To better understand how individual differences mediate the effects of testosterone on aggressive behavior, researchers have studied the neural mechanisms of aggression. Based on clinical data, researchers have developed a neural model where decreased cross-talk between regions toward the front and middle of the brain, the orbitofrontal cortex and amygdala, respectively, results in an increased propensity to engage in reactive aggression. Reduced crosstalk between these regions may occur when the brain processes a threat-related stimulus such as an angry face, which activates the amygdala. The amygdala can then send neural messages to other regions of the brain with receptors for testosterone (androgen receptors). A functional orbitofrontal cortex can curtail the activity of the amygdala and dampen an aggressive behavioral response.
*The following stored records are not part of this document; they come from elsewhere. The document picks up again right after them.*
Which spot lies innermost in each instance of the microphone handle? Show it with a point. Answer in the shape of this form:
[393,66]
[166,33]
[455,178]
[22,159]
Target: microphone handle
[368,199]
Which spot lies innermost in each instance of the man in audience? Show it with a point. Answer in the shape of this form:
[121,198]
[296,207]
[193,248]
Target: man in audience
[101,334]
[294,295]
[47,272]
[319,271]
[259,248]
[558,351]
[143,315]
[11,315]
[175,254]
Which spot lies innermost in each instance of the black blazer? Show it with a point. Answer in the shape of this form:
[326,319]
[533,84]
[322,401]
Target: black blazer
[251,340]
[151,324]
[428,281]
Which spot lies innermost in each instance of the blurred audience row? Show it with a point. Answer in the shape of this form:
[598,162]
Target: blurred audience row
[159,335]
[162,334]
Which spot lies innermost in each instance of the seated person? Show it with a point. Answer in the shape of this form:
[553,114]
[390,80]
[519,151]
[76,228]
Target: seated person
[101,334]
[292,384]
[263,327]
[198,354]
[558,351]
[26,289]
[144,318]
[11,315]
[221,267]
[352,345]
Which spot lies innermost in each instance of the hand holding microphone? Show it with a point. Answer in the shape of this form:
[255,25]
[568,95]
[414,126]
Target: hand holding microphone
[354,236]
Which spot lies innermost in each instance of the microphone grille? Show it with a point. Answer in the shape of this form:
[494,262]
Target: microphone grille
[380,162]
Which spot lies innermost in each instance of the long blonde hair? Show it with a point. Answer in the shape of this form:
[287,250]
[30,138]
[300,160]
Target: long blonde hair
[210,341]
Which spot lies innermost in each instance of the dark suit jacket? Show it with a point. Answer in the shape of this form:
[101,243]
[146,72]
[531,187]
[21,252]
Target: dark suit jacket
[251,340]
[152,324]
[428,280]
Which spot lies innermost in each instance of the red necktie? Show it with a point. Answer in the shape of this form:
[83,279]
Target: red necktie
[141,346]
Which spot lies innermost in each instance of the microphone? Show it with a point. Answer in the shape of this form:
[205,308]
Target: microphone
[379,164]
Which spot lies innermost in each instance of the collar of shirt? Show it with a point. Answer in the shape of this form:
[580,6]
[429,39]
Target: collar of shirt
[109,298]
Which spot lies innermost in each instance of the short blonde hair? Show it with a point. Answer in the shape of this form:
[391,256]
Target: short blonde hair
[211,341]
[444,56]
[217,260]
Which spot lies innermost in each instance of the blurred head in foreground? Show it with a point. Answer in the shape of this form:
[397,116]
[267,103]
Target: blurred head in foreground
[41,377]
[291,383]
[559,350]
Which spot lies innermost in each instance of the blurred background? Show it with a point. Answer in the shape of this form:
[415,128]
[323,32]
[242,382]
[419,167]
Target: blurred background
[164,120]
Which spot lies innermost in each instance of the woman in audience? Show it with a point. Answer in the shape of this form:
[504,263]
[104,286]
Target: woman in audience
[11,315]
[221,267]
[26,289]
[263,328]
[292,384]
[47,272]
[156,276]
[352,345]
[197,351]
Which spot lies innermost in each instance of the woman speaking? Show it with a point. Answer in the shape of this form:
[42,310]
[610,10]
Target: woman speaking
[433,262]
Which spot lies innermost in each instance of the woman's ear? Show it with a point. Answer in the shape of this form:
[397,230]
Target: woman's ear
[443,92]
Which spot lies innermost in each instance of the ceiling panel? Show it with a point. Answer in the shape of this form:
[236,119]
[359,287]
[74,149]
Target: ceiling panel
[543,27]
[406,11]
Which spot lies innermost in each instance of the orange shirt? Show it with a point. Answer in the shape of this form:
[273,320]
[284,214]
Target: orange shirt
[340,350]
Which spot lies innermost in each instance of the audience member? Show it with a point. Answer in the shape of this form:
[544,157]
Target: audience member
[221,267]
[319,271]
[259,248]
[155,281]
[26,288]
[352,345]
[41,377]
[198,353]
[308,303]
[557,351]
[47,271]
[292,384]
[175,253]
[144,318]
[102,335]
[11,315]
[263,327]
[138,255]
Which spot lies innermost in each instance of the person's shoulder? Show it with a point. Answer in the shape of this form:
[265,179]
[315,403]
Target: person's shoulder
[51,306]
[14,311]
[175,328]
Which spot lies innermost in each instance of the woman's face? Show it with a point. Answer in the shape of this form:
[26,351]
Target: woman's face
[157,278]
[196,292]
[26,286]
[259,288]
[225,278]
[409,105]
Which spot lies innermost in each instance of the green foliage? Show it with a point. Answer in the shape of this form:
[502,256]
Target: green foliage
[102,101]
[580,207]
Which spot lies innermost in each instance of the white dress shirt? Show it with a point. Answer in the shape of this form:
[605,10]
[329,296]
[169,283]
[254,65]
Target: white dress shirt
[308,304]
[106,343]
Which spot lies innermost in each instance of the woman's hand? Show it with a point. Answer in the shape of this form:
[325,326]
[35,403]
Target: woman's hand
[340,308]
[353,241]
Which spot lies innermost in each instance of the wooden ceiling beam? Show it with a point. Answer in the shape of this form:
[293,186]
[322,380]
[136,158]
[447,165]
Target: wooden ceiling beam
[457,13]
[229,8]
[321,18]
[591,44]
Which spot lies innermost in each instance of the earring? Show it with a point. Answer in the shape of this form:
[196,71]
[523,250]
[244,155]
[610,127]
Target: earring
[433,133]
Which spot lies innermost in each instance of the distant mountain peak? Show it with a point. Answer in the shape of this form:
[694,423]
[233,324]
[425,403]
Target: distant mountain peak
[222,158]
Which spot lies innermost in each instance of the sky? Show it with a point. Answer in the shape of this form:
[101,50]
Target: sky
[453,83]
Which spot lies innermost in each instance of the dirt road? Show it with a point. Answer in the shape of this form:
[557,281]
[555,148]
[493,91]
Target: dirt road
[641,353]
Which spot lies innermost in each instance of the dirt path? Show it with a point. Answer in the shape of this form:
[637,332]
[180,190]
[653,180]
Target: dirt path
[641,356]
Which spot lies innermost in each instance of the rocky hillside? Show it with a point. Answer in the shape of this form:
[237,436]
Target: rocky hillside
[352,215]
(Carre et al., 2011 | Psychoneuroendocrinology) The brain processes threat signals like an angry face in the amygdala (AMY), which ultimately mediates reactive aggression through its interactions with other brain regions. The amygdala processes threat signals and communicates with other regions that have receptors for testosterone called androgen receptors (black dots in the figure) to mediate aggressive behavior. The orbitofrontal cortex (OFC) inhibits aggression by reducing neural activity in the amygdala.

“Both animal and human studies provide compelling support for the idea that testosterone concentrations fluctuate rapidly in response to competitive/aggressive interactions,” stated the scientists in their publication. Adding observations of testosterone level fluctuations in aggression to the effects of typical, resting-state testosterone levels can enhance future human studies of this behavioral phenomenon.

Story Source

Carré JM, McCormick CM, Hariri AR. The social neuroendocrinology of human aggression. Psychoneuroendocrinology. 2011 Aug;36(7):935-44. doi: 10.1016/j.psyneuen.2011.02.001. Epub 2011 Mar 2. PMID: 21367531.